A 10m long chamber, whose boulder floor was layered with an earthy veneer, had two ways on.  One seemed to head back towards the entrance doline complex, while the other, a walking sized rift, carried the draught and headed into the hill.  After a few easily crossed hollows in the earthy floor I reached a pitch requiring tackle.  My carbide began to fade at this moment too - a suitable point to return.
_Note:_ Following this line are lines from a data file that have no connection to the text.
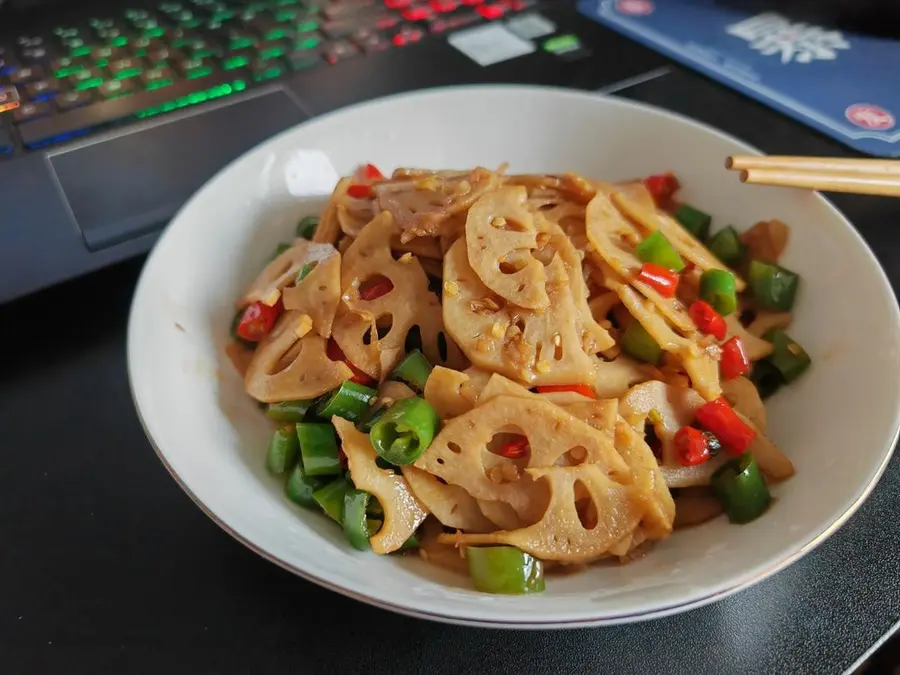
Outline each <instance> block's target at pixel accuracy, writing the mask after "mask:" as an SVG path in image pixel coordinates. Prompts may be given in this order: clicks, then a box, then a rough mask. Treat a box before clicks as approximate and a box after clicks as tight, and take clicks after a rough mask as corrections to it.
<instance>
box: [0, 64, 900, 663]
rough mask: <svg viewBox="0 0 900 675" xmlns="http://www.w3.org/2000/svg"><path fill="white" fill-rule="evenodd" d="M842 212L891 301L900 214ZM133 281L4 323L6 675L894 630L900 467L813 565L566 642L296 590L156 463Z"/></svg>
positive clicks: (684, 645)
mask: <svg viewBox="0 0 900 675" xmlns="http://www.w3.org/2000/svg"><path fill="white" fill-rule="evenodd" d="M657 74H659V73H657ZM621 95H624V96H627V97H631V98H634V99H638V100H641V101H646V102H649V103H653V104H657V105H661V106H663V107H668V108H673V109H676V110H679V111H680V112H684V113H686V114H688V115H691V116H693V117H696V118H698V119H701V120H704V121H707V122H710V123H712V124H714V125H716V126H718V127H721V128H723V129H725V130H727V131H730V132H732V133H734V134H735V135H737V136H739V137H741V138H743V139H746V140H747V141H749V142H751V143H754V144H756V145H758V146H759V147H761V148H762V149H763V150H765V151H768V152H772V153H779V154H821V155H842V154H846V152H845V151H844V149H843V148H842V147H841V146H839V145H837V144H835V143H832V142H830V141H828V140H826V139H824V138H823V137H820V136H818V135H815V134H813V133H812V132H808V131H806V130H804V129H803V128H802V127H799V126H797V125H796V124H794V123H793V122H790V121H788V120H787V119H785V118H783V117H780V116H778V115H776V114H774V113H771V112H769V111H768V110H766V109H765V108H762V107H761V106H758V105H756V104H755V103H752V102H750V101H748V100H747V99H744V98H742V97H740V96H738V95H737V94H732V93H730V92H729V91H727V90H725V89H722V88H721V87H719V86H717V85H713V84H711V83H709V82H708V81H706V80H704V79H702V78H700V77H699V76H696V75H693V74H690V73H688V72H686V71H683V70H680V69H678V68H674V67H673V68H672V69H671V70H670V71H668V72H667V73H665V74H663V75H662V76H660V77H657V78H655V79H652V80H649V81H647V82H644V83H643V84H639V85H636V86H633V87H631V88H628V89H625V90H624V91H623V92H621ZM834 202H835V203H836V204H837V205H838V206H839V208H841V209H842V210H843V211H844V213H845V214H847V215H848V216H849V218H850V219H851V220H852V221H853V222H854V223H855V225H856V226H857V227H858V228H859V230H860V231H861V232H862V234H863V236H864V237H865V238H866V240H867V241H868V242H869V244H870V245H871V246H872V248H873V249H874V250H875V253H876V255H877V256H878V258H879V259H880V260H881V263H882V264H883V265H884V267H885V268H886V269H887V271H888V275H889V276H890V278H891V282H892V284H894V287H895V289H896V288H897V284H898V283H900V267H898V263H900V246H898V241H900V240H898V232H900V230H898V221H900V202H898V201H896V200H888V199H877V198H858V197H836V198H835V199H834ZM0 221H2V217H0ZM3 225H4V223H2V222H0V226H3ZM141 262H142V261H140V260H139V261H134V262H131V263H127V264H124V265H121V266H119V267H116V268H113V269H108V270H106V271H104V272H101V273H98V274H95V275H93V276H90V277H87V278H84V279H81V280H79V281H76V282H73V283H69V284H66V285H64V286H62V287H58V288H55V289H51V290H50V291H46V292H44V293H41V294H39V295H37V296H33V297H30V298H27V299H26V300H24V301H20V302H17V303H15V304H12V305H8V306H5V307H0V326H2V327H3V329H4V330H3V335H4V337H3V338H2V339H3V341H4V343H5V344H6V345H7V347H6V348H5V349H2V350H0V373H2V375H0V431H2V452H0V673H4V674H5V673H10V674H18V673H70V674H72V675H80V674H82V673H84V674H91V675H94V674H97V673H123V672H129V673H154V674H156V673H191V674H195V675H200V674H205V673H216V674H219V673H319V672H321V673H326V672H327V673H330V674H334V673H347V672H361V671H362V670H364V669H365V670H366V671H368V672H371V673H394V672H421V673H426V672H427V673H469V672H475V671H484V670H487V671H489V672H492V673H511V674H513V673H514V674H519V673H523V672H539V673H587V672H591V673H613V672H615V673H619V672H621V673H641V674H646V673H679V672H707V673H713V672H715V673H732V672H733V673H763V672H766V673H774V672H777V673H794V672H796V673H813V672H815V673H840V672H843V671H845V670H847V669H848V668H850V667H851V666H852V665H853V664H854V663H856V662H857V660H859V659H860V658H862V657H863V656H864V655H865V654H866V652H867V651H868V650H870V649H871V648H872V647H873V646H874V645H876V644H877V643H878V641H879V640H880V639H882V638H883V636H885V635H886V634H887V633H888V632H889V631H890V630H891V629H892V627H894V626H895V625H896V623H897V622H898V618H900V555H898V548H900V545H898V542H900V519H898V518H897V515H896V513H897V512H896V507H895V505H896V504H897V502H898V499H900V458H898V457H894V459H893V460H892V461H891V463H890V465H889V466H888V469H887V472H886V473H885V475H884V477H883V478H882V479H881V481H880V483H879V485H878V486H877V488H876V489H875V491H874V492H873V494H872V496H871V497H870V498H869V499H868V501H867V502H866V503H865V504H864V505H863V506H862V508H861V509H860V510H859V512H858V513H857V514H856V515H855V516H853V517H852V518H851V519H850V521H849V522H848V523H847V524H846V525H845V526H844V527H843V528H841V530H840V531H839V532H837V533H836V534H835V535H834V536H833V537H831V538H830V539H829V540H828V541H826V542H825V543H824V544H822V546H820V547H819V548H818V549H817V550H815V551H813V552H812V553H810V554H809V555H807V556H806V557H805V558H804V559H802V560H800V561H799V562H797V563H795V564H794V565H792V566H790V567H789V568H788V569H786V570H784V571H782V572H779V573H778V574H776V575H775V576H774V577H772V578H771V579H769V580H767V581H764V582H762V583H760V584H758V585H757V586H755V587H753V588H751V589H749V590H746V591H743V592H741V593H738V594H737V595H735V596H733V597H731V598H728V599H726V600H723V601H721V602H718V603H716V604H713V605H711V606H709V607H707V608H703V609H698V610H694V611H691V612H688V613H686V614H682V615H680V616H675V617H671V618H668V619H661V620H656V621H650V622H645V623H640V624H635V625H630V626H624V627H618V628H602V629H584V630H572V631H566V632H552V631H539V632H512V631H490V630H484V629H474V628H459V627H454V626H445V625H440V624H435V623H428V622H425V621H419V620H414V619H408V618H405V617H402V616H397V615H394V614H391V613H388V612H386V611H383V610H380V609H375V608H372V607H369V606H367V605H364V604H361V603H358V602H356V601H352V600H348V599H346V598H343V597H342V596H339V595H336V594H334V593H330V592H328V591H325V590H323V589H321V588H319V587H317V586H315V585H313V584H311V583H308V582H306V581H303V580H302V579H299V578H297V577H295V576H293V575H291V574H290V573H288V572H285V571H284V570H282V569H280V568H278V567H276V566H275V565H273V564H271V563H268V562H266V561H264V560H263V559H262V558H260V557H258V556H256V555H255V554H254V553H252V552H251V551H249V550H248V549H246V548H244V547H243V546H241V545H240V544H238V543H237V542H236V541H234V540H233V539H232V538H231V537H229V536H228V535H227V534H225V533H224V532H223V531H221V530H220V529H219V528H218V527H216V525H215V524H214V523H213V522H212V521H210V520H209V519H207V517H206V516H204V515H203V514H202V512H201V511H200V510H199V509H198V508H197V507H196V506H194V504H192V503H191V501H190V499H189V498H188V497H187V496H186V495H185V494H184V493H183V492H181V490H180V489H179V488H178V486H177V485H176V483H175V481H173V480H172V479H171V477H170V476H169V475H168V474H167V473H166V471H165V469H164V468H163V467H162V465H161V464H160V462H159V460H157V458H156V456H155V455H154V453H153V451H152V450H151V448H150V446H149V444H148V443H147V441H146V439H145V437H144V434H143V431H142V430H141V427H140V424H139V423H138V419H137V416H136V415H135V411H134V408H133V406H132V402H131V397H130V394H129V390H128V382H127V376H126V369H125V327H126V317H127V311H128V306H129V302H130V300H131V295H132V292H133V288H134V284H135V281H136V279H137V275H138V272H139V270H140V267H141ZM823 264H826V263H825V261H823ZM860 423H863V422H862V421H860ZM843 450H844V451H847V452H852V451H853V449H852V448H845V449H843ZM374 582H377V580H376V581H374Z"/></svg>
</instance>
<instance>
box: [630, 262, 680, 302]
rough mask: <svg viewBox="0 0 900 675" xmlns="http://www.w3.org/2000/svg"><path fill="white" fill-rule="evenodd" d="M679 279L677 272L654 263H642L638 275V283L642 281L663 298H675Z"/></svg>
mask: <svg viewBox="0 0 900 675" xmlns="http://www.w3.org/2000/svg"><path fill="white" fill-rule="evenodd" d="M679 279H680V277H679V276H678V272H673V271H672V270H670V269H667V268H665V267H663V266H662V265H657V264H655V263H644V264H643V265H641V271H640V272H639V273H638V280H639V281H643V282H644V283H645V284H647V285H648V286H650V288H652V289H654V290H655V291H656V292H657V293H659V294H660V295H661V296H663V297H664V298H673V297H675V291H676V290H677V289H678V280H679Z"/></svg>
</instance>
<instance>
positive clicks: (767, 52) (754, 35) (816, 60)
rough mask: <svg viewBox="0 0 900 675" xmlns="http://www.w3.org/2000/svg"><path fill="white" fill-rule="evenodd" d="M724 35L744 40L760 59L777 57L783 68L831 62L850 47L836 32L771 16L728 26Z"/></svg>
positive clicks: (778, 16)
mask: <svg viewBox="0 0 900 675" xmlns="http://www.w3.org/2000/svg"><path fill="white" fill-rule="evenodd" d="M725 32H727V33H728V34H729V35H733V36H735V37H739V38H741V39H742V40H746V41H747V42H749V43H750V48H751V49H755V50H756V51H758V52H759V53H760V54H762V55H763V56H775V55H779V56H780V57H781V62H782V63H784V64H788V63H791V62H797V63H812V62H813V61H833V60H834V59H836V58H837V56H838V50H839V49H850V43H849V42H848V41H847V40H846V39H845V38H844V35H843V33H841V31H839V30H825V29H824V28H821V27H819V26H810V25H809V24H805V23H791V22H790V21H789V20H788V19H786V18H785V17H783V16H781V15H780V14H775V13H772V12H767V13H765V14H759V15H757V16H754V17H751V18H749V19H745V20H744V21H739V22H738V23H734V24H731V25H730V26H727V27H726V28H725Z"/></svg>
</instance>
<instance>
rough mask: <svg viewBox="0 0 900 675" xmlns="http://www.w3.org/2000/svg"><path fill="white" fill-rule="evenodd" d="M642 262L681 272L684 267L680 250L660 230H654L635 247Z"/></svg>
mask: <svg viewBox="0 0 900 675" xmlns="http://www.w3.org/2000/svg"><path fill="white" fill-rule="evenodd" d="M634 252H635V253H636V254H637V257H638V258H640V260H641V262H649V263H653V264H654V265H660V266H662V267H665V268H666V269H670V270H673V271H675V272H680V271H681V270H683V269H684V260H682V259H681V256H680V255H678V251H676V250H675V247H674V246H672V244H671V242H670V241H669V240H668V239H666V237H665V235H664V234H663V233H662V232H660V231H659V230H656V231H654V232H653V233H652V234H650V235H649V236H648V237H647V238H645V239H644V240H643V241H642V242H641V243H640V244H638V245H637V247H636V248H635V249H634Z"/></svg>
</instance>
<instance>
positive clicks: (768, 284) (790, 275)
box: [747, 260, 800, 312]
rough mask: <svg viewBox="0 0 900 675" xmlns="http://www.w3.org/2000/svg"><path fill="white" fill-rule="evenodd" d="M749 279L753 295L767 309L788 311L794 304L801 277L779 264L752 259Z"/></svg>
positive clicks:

Out of the cave, and the doline de-tackled, dusk was fast approaching, so we rushed back through the bush in record time, in spite of briefly losing our way in the gloom a couple of times.  We reached the cars in the dark, to the sound of owls starting their nightly chorus.

So, although a crucial bit of a cave had been pushed and overcome, we only had a few tens of metres to our credit.  With so few cavers in Buller, with the cave regions away from the centres of population, and with cave sites being guarded by so many miles of dense bush, detailed knowledge of cave systems, development and hydrology will take decades.